The UN chief highlighted that the global economy increased almost fivefold in the past fifty years, but that growth was at a massive cost to the environment.
Up to now, humanity has treated nature as a free commodity. The price is climate change, pollution and mass extinction. It is high time to #MakeNatureCount 🌱, and to go beyond GDP as the only measure of economic success (video via @UNDESA). pic.twitter.com/v6e5oUdfO9
— UN Climate Change (@UNFCCC) March 1, 2021
“Nature’s resources still do not figure in countries’ calculations of wealth. The current system is weighted towards destruction, not preservation”, he said.
“The bottom line … is that we need to transform how we view and value nature. We must reflect nature’s true value in all our policies, plans and economic systems”, Mr. Guterres urged, adding that by doing so, investment can be directed into actions that protect and restore nature.
“The rewards will be immense”, he said.
The call by the Secretary-General comes as countries convened at the UN Statistical Commission are set to deliberate a new statistical framework to measure economic prosperity and human well-being, which includes the contributions of nature.
Going beyond GDP
The framework, called the System of Environmental-Economic Accounting – Ecosystem Accounting, goes beyond the commonly used statistic of gross domestic product (GDP), and ensures that natural capital, such as forests, oceans and other ecosystems, are factored in economic reporting, according to the UN Department of Economic and Social Affairs (DESA).
The system also helps better respond to environmental emergencies, such as climate change and biodiversity loss, it added.
“We’ve treated nature as if it were free and as if it were limitless. So, we have been degrading nature and using it up without really being aware of what we were doing and how much we were losing in the process”, Elliott Harris, Assistant Secretary-General for Economic Development and UN Chief Economist, said.
The new framework, he said, “will allow us to see how our economic activities may affect our ecosystems, how the presence of nature affects us, and how our activities could be changed to achieve prosperity without damaging or destroying nature in the process”.
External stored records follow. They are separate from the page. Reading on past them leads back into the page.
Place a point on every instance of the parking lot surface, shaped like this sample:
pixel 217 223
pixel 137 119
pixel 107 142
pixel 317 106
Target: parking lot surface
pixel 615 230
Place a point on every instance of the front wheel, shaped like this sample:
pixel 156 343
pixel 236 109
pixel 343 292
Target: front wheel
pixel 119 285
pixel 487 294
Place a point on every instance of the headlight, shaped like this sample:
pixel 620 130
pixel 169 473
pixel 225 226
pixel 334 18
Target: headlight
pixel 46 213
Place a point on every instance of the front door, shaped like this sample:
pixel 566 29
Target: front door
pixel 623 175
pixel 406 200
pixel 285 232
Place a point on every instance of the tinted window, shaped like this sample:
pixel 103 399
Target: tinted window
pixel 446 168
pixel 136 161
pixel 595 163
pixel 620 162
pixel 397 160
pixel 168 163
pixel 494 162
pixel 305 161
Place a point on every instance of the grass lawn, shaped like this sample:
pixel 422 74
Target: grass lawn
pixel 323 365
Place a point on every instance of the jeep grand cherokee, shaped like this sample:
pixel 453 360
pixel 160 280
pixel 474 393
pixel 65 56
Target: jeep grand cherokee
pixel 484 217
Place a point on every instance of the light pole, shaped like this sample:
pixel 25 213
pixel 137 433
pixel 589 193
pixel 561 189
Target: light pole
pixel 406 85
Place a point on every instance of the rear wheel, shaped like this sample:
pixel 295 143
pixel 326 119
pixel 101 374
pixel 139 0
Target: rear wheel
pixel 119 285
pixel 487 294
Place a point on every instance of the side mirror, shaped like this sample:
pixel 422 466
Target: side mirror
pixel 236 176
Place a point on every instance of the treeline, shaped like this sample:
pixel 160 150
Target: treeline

DESA added the Statistical Commission is set to discuss the new statistical framework on Tuesday and will move to adopt it, provided there are no objections within a 72-hour period starting on Friday, 5 March.
UN Statistical Commission
Established in 1947, the Statistical Commission is the UN’s highest decision making body for international statistical activities, responsible for setting of statistical standards and the development of concepts and methods, including their implementation at the national and international level.
The Commission generally meets for a four-day session in March every year, with participation of Chief Statisticians from UN Member States, experts, policy makers, and the civil society.
This year, however, given the coronavirus pandemic, the session will be held in a scaled down virtual format, consisting of four two-hour informal meetings, from 1 to 3, and 5 March.